Mr. Fuddlebee studied it with his onbrella.
“This machine is called the Organizational Domestic Doodad, or simply put ODD. Yet though it is ODD, it is also quite useful. No other library in the world organizes its books in this ODD way, which I think makes the Magic Library all the more magical. Yet one day soon, the ODD will be available for those remarkable readers who buy too many books and need a place to store them in their house. With the ODD, they can get rid of all their furniture and have book furniture instead. Oh, wouldn’t that be grand?”
Just then Peter Butterpig began squealing loudly. He was gaping at several books that began piling up all by themselves and shaping into a man as tall as a tree.

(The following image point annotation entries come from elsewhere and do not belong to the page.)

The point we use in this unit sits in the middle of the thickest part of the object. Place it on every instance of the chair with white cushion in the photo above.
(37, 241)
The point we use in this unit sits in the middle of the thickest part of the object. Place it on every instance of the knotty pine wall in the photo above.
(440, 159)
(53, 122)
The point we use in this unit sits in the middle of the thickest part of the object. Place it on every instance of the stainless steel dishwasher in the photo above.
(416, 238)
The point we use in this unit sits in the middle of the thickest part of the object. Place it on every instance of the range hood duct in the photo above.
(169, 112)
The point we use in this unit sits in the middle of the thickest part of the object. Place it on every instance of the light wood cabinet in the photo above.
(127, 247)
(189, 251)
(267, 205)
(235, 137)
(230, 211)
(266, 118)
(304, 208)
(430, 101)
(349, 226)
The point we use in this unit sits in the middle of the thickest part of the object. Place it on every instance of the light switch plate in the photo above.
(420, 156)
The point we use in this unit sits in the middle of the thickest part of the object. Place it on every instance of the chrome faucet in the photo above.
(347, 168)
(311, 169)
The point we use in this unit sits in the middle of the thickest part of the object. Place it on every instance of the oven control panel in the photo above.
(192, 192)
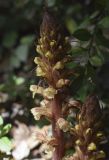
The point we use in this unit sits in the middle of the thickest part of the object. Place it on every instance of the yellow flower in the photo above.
(37, 60)
(92, 146)
(52, 43)
(62, 82)
(63, 124)
(40, 72)
(49, 55)
(41, 111)
(38, 49)
(101, 154)
(58, 65)
(49, 92)
(36, 114)
(36, 89)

He had book feet, book legs, a book middle, book arms and hands and a book head. And the books were all different shapes and sizes and subjects. Some were large books on creepy castles. Others were small books on mystic mice. Some were spiky books on icky icicles. Others were balloon books on spooky parties. And there were many more books too.
The book man lumbered over to the ghost and the four librarians. He bent low and peered into Meredith’s face. His voice was a soft whisper, like the flipping of pages.
“Hello… greetings and salutations… and welcome home.”
Uncle Glitch and Sir Copperpot smiled fondly up at the book man.
“Greetings, my old friend,” said Sir Copperpot. “It has been far too long since we last saw one another.”
“Has it?” said the book man. “It seems like only yesterday to me.”
“That’s because,” said Uncle Glitch in a good-humored tone, “all you do all day long is sit around gathering magic dust.”
The book man took a long time to respond and when he did, he said, “I am not very good at gathering. Dust makes me sneeze. I can’t tell you how many pages I blew out the last time I sneezed a bucket-full of that stuff. I think I lost a whole chapter.”